Once we have carefully defined and implemented a function, we need to test it thoroughly. You have surely been testing your functions all along, but now that we have written some more involved ones, it is time to start taking a more deliberate approach.

It is very important to test each function that we write before we move on to other functions. The process of writing a program should consist of multiple iterations of design—implement—test, as we illustrated in Figure 7.1 in Section 7.1. Once you come up with an overall design and identify what functions you need, you should follow this design—implement—test process for each function individually. If you do not follow this advice and instead test everything for the first time when you think you are done, it will likely be very hard to discern where your errors are.

The only way to really ensure that a function is correct is to either mathematically prove it is correct or test it with every possible input (i.e., every possible parameter value). But, since both of these strategies are virtually impossible in all but the most trivial situations, the best we can do is to test our functions with a variety of carefully chosen inputs that are representative of the entire range of possibilities. In large software companies, there are dedicated teams whose sole jobs are to design and carry out tests of individual functions, the interplay between functions, and the overall software project.

Unit testing

We will group our tests for each function in what is known as a unit test. The “unit” in our case will be an individual function, but in general it may be any block of code with a specific purpose. Each unit test will itself be a function, named test_ followed by the name of the function that we are testing. For example, our unit test function for the count function will be named test_count. Each unit test function will contain several individual tests, each of which will assert that calling the function with a particular set of parameters returns the correct answer.

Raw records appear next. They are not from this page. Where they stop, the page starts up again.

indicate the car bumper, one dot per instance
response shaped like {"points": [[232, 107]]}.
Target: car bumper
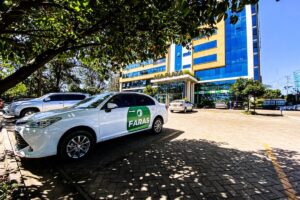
{"points": [[35, 142], [173, 108]]}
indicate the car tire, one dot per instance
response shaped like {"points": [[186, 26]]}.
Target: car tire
{"points": [[68, 150], [28, 111], [157, 125]]}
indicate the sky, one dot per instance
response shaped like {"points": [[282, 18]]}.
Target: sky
{"points": [[280, 41]]}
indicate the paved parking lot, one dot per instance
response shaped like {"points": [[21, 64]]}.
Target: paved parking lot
{"points": [[207, 154]]}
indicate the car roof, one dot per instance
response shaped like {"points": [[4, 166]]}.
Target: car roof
{"points": [[68, 93]]}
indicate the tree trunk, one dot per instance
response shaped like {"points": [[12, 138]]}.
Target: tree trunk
{"points": [[25, 71], [248, 99], [254, 104]]}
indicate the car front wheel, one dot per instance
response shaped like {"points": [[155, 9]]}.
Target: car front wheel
{"points": [[157, 125], [76, 145]]}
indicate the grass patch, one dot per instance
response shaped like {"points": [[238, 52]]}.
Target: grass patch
{"points": [[6, 188]]}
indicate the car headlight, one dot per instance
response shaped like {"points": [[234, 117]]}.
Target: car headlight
{"points": [[42, 123]]}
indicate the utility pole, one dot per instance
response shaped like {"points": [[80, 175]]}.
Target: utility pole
{"points": [[287, 85]]}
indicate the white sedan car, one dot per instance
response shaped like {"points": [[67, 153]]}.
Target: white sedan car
{"points": [[181, 105], [72, 132]]}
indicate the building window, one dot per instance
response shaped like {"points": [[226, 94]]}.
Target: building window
{"points": [[186, 66], [256, 61], [205, 46], [159, 61], [254, 20], [187, 54], [205, 59]]}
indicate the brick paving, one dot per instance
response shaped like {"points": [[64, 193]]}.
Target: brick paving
{"points": [[191, 169]]}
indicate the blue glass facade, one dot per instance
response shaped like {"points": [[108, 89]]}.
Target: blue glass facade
{"points": [[205, 46], [256, 59], [187, 54], [236, 52], [178, 57], [186, 66], [205, 59]]}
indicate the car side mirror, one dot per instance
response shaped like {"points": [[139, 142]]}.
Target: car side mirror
{"points": [[47, 99], [110, 106]]}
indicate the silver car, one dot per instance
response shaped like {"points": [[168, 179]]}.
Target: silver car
{"points": [[181, 105], [47, 102]]}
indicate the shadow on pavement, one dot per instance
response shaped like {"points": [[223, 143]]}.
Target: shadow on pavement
{"points": [[145, 165], [189, 169], [190, 112]]}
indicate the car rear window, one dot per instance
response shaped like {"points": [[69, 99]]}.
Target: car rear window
{"points": [[74, 97], [56, 97], [142, 100], [123, 100]]}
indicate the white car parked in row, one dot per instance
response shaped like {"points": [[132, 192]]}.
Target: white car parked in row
{"points": [[47, 102], [72, 132], [181, 105]]}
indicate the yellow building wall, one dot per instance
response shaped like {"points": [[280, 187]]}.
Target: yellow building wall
{"points": [[146, 76], [219, 50]]}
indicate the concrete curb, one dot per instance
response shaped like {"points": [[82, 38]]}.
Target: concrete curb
{"points": [[10, 162]]}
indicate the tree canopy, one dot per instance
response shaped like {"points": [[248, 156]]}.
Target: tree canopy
{"points": [[103, 34], [272, 94]]}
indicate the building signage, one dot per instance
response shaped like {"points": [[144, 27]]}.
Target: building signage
{"points": [[169, 74]]}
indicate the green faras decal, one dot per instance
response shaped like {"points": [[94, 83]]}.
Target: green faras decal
{"points": [[138, 118]]}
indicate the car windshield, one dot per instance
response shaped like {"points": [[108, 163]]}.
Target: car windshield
{"points": [[93, 101], [178, 101]]}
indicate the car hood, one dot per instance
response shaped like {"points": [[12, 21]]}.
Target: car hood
{"points": [[53, 113]]}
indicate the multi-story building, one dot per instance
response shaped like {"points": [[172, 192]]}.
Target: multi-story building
{"points": [[208, 69]]}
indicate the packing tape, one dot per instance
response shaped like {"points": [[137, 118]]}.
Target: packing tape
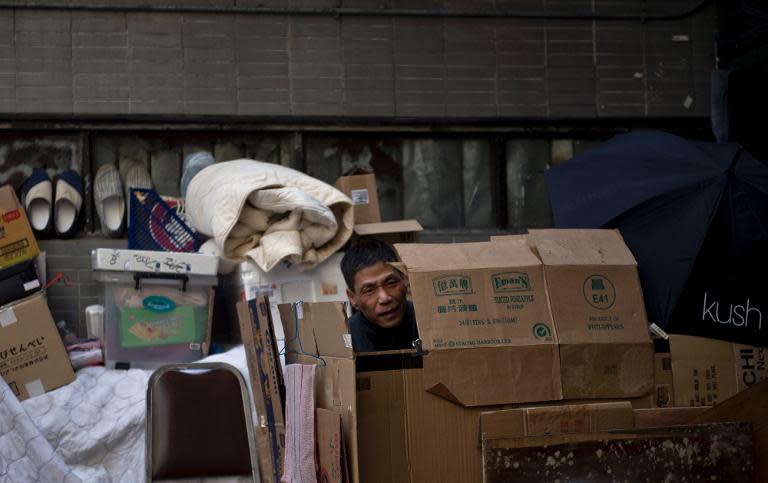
{"points": [[7, 317], [33, 284]]}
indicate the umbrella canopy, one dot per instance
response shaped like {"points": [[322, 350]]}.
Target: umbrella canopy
{"points": [[694, 214]]}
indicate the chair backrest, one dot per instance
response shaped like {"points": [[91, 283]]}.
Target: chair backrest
{"points": [[199, 423]]}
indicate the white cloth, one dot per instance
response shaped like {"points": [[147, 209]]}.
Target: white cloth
{"points": [[91, 430], [267, 213]]}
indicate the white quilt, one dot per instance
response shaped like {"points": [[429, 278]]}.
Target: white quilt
{"points": [[91, 430], [266, 213]]}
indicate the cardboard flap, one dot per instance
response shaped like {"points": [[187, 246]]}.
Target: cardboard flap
{"points": [[424, 257], [490, 376], [322, 329], [554, 420], [398, 226], [581, 247]]}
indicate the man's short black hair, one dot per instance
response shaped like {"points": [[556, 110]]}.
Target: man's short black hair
{"points": [[362, 254]]}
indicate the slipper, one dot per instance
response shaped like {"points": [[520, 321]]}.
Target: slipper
{"points": [[193, 164], [135, 176], [109, 201], [68, 203], [37, 198]]}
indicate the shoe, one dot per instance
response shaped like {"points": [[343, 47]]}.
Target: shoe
{"points": [[37, 198], [67, 204], [193, 164], [109, 200]]}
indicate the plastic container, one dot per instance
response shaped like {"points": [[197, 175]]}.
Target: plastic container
{"points": [[157, 306]]}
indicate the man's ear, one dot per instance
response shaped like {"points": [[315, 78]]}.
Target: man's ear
{"points": [[351, 298]]}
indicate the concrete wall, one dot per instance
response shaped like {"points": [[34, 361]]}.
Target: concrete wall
{"points": [[118, 63]]}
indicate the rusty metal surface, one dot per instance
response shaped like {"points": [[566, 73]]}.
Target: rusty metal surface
{"points": [[715, 452]]}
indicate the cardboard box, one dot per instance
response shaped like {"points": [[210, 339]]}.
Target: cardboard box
{"points": [[599, 314], [400, 231], [554, 420], [361, 188], [32, 356], [482, 315], [708, 371], [146, 261], [407, 434], [17, 242], [662, 395], [317, 333], [266, 381]]}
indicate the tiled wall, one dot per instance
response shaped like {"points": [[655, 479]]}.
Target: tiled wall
{"points": [[115, 63]]}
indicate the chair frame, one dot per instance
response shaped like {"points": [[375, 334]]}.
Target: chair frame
{"points": [[202, 366]]}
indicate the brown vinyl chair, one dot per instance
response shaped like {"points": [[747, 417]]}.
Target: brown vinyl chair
{"points": [[199, 423]]}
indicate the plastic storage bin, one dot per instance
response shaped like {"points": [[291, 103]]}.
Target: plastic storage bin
{"points": [[157, 306]]}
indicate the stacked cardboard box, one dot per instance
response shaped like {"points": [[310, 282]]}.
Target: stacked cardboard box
{"points": [[32, 355]]}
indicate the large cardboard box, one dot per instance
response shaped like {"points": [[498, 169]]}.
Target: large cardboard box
{"points": [[482, 315], [598, 311], [407, 434], [317, 333], [17, 242], [398, 231], [603, 442], [256, 330], [361, 188], [706, 372], [32, 356]]}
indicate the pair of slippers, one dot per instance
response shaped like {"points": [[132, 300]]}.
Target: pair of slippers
{"points": [[109, 197], [53, 206]]}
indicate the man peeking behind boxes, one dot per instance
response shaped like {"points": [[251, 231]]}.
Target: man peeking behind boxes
{"points": [[384, 319]]}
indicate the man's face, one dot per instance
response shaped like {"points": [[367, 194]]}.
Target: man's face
{"points": [[379, 293]]}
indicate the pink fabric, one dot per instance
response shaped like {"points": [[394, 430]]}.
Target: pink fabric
{"points": [[300, 424]]}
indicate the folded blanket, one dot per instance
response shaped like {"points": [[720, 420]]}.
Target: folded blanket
{"points": [[267, 213]]}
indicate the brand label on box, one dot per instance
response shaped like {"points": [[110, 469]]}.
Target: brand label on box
{"points": [[452, 285], [511, 282]]}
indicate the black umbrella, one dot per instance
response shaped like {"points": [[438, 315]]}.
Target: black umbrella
{"points": [[694, 214]]}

To illustrate, we will design unit tests for the count and getWordCounts functions from the previous section, reproduced below in a simplified form. We have omitted docstrings and the messages attached to the assert statements, simplified getWordCounts slightly by removing the list of window frequencies, and simplified the main function by removing the plot.

    def getInputs():
        ⋮    # code omitted

    def count(text, target):
        assert isinstance(text, str) and isinstance(target, str)

        count = 0
        for index in range(len(text) - len(target) + 1):
            if text[index:index + len(target)] == target:
                count = count + 1
        return count

   def getWordCounts(text, word, windowLength):
       assert isinstance(text, str) and isinstance(word, str)
       assert isinstance(windowLength, int) and windowLength > 0
       assert len(text) >= windowLength

        wordCount = 0
        windowCount = 0
        for index in range(0, len(text) - windowLength + 1, windowLength):
            window = text[index:index + windowLength]
            windowCount = windowCount + 1
            wordsInWindow = count(window, word)
            wordCount = wordCount + wordsInWindow

        assert windowCount > 0
        return wordCount / windowCount

   def main():
       text, word, windowLength = getInputs()
       average = getWordCounts(text, word, windowLength)
       print(word, 'occurs on average', average, 'times per window.')

   main()

We will place all of the unit tests for a program in a separate file to reduce clutter in our program file. If the program above is saved in a file named wordcount.py, then the unit test file will be named test_wordcount.py, and have the following structure:

from wordcount import count, getWordCounts

def test_count():
    """Unit test for count"""

    # tests of count here

    print('Passed all tests of count!')

def test_getWordCounts():
    """Unit test for getWordCounts"""

    # tests of getWordCounts here

    print('Passed all tests of getWordCounts!')

def test():
    test_count()
    test_getWordCounts()

test()

The first line imports the two functions that we are testing from wordcount.py into the global namespace of the test program. Recall from Section 3.6 that a normal import statement creates a new namespace containing all of the functions from an imported module. Instead, the

from <module name> import <function names>

form of the import statement imports functions into the current namespace. The advantage is that we do not have to preface every call to count and getWordCounts with the name of the module. In other words, we can call

count('This is fun.', 'is')

instead of

wordcount.count('This is fun.', 'is')

The import statement in the program is followed by the unit test functions and a main test function that calls all of these unit tests.

Regression testing

When we test our program, we will call test() instead of individual unit test functions. Besides being convenient, this technique has the advantage that, when we test new functions, we also re-test previously tested functions. If we make changes to any one function in a program, we want to both make sure that this change worked and make sure that we have not inadvertently broken something that was working earlier. This idea is called regression testing because we are making sure that our program has not regressed to an earlier error state.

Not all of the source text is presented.